Cheney’s response should give all of us pause:
"Well, one of the concerns people have is that Israel might do it without being asked, that if, in fact, the Israelis became convinced the Iranians had significant capability, the Israelis might well decide to act first, and let the rest of the world worry about cleaning up the diplomatic mess afterwards."
The vice president’s nonchalance betrays the apparent equanimity with which he regards such a possibility. His words are bound to endear him further with Israeli Prime Minister Ariel Sharon, but the tone, as well as the words, are poison to 1.3 billion Muslims.
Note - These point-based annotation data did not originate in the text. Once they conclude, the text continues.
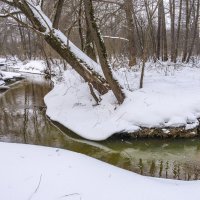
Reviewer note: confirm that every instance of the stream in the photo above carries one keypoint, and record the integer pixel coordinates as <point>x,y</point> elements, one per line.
<point>23,120</point>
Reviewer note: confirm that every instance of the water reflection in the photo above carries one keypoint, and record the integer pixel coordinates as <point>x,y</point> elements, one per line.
<point>23,120</point>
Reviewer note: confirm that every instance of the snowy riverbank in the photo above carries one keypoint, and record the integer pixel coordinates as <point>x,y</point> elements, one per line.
<point>7,76</point>
<point>170,98</point>
<point>34,172</point>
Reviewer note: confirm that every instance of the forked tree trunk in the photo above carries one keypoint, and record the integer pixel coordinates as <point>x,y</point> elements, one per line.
<point>58,43</point>
<point>101,49</point>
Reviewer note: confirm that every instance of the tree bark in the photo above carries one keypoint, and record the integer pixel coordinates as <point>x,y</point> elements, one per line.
<point>172,16</point>
<point>101,49</point>
<point>178,31</point>
<point>164,33</point>
<point>51,37</point>
<point>58,11</point>
<point>128,7</point>
<point>194,32</point>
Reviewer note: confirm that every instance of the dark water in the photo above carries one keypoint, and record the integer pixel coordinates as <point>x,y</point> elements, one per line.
<point>23,120</point>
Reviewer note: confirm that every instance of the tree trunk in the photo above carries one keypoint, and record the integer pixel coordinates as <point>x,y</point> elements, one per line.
<point>172,16</point>
<point>128,7</point>
<point>58,11</point>
<point>164,33</point>
<point>194,33</point>
<point>188,15</point>
<point>101,49</point>
<point>58,43</point>
<point>159,31</point>
<point>178,31</point>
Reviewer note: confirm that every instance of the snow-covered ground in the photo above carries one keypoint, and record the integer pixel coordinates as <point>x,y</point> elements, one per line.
<point>34,67</point>
<point>7,75</point>
<point>38,173</point>
<point>170,98</point>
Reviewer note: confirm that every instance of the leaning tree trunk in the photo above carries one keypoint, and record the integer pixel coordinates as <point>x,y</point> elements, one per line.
<point>159,31</point>
<point>128,7</point>
<point>60,44</point>
<point>101,49</point>
<point>178,31</point>
<point>172,16</point>
<point>194,32</point>
<point>164,33</point>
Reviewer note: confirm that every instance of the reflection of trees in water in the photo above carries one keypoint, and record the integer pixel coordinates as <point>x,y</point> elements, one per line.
<point>23,119</point>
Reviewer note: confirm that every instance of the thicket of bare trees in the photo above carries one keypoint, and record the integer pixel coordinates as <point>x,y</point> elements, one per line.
<point>170,26</point>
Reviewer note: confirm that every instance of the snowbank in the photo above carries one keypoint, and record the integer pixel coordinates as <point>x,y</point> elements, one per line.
<point>4,76</point>
<point>170,98</point>
<point>30,172</point>
<point>34,67</point>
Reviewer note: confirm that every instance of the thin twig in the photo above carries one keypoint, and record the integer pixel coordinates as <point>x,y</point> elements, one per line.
<point>36,188</point>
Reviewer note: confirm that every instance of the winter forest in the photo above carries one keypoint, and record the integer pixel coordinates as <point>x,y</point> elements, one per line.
<point>99,99</point>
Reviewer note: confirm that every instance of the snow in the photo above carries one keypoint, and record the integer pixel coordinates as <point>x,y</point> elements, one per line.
<point>6,76</point>
<point>170,98</point>
<point>34,172</point>
<point>34,67</point>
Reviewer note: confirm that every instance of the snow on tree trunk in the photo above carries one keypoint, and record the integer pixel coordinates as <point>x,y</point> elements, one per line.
<point>79,61</point>
<point>101,49</point>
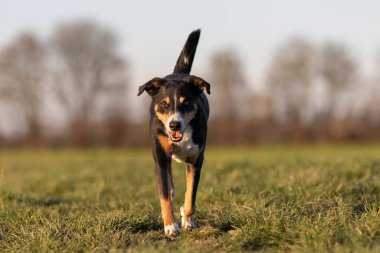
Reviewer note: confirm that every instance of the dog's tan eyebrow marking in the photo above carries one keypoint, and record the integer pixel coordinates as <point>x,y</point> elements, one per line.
<point>181,99</point>
<point>161,116</point>
<point>167,100</point>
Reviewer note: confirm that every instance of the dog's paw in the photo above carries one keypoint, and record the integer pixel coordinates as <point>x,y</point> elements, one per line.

Someone needs to tell Cheney that "diplomatic mess" trivializes the lasting damage to the United States that such an attack would inevitably bring. Not only can his attitude be read as a green light for Israeli preemption, but it would undoubtedly be read as proof of U.S. complicity, should the Israelis attack Iran’s nuclear facilities. And the queues at al-Qaeda recruiting stations already lengthened by Abu Ghraib and Fallujah would now stretch out longer than the lines at the polls in the minority precincts of Ohio.
Restraining Cheney?
And so we are back to the key question: Can anyone put the brakes on the vice president? It would normally be the job of CIA analysts to point out to the president and his senior advisors the manifold problems that would accrue from an Israeli attack (or, worse still) a U.S., or joint U.S.-Israeli, attack on Iranian nuclear facilities. But Seymour Hersh’s recent report that the White House is weeding out the apostates from the true believers among CIA analysts, together with the current dearth of courage in senior Agency ranks, suggest that those remaining analysts who still subscribe to the old Agency ethos of speaking truth to power will continue to choose to resign and look for honest work.
This will leave the field to the kind of "slam dunk" sycophants who conjured up "weapons of mass destruction" in Iraq and then passed their reporting off as intelligence analysis. What can we expect of them this time on Iran?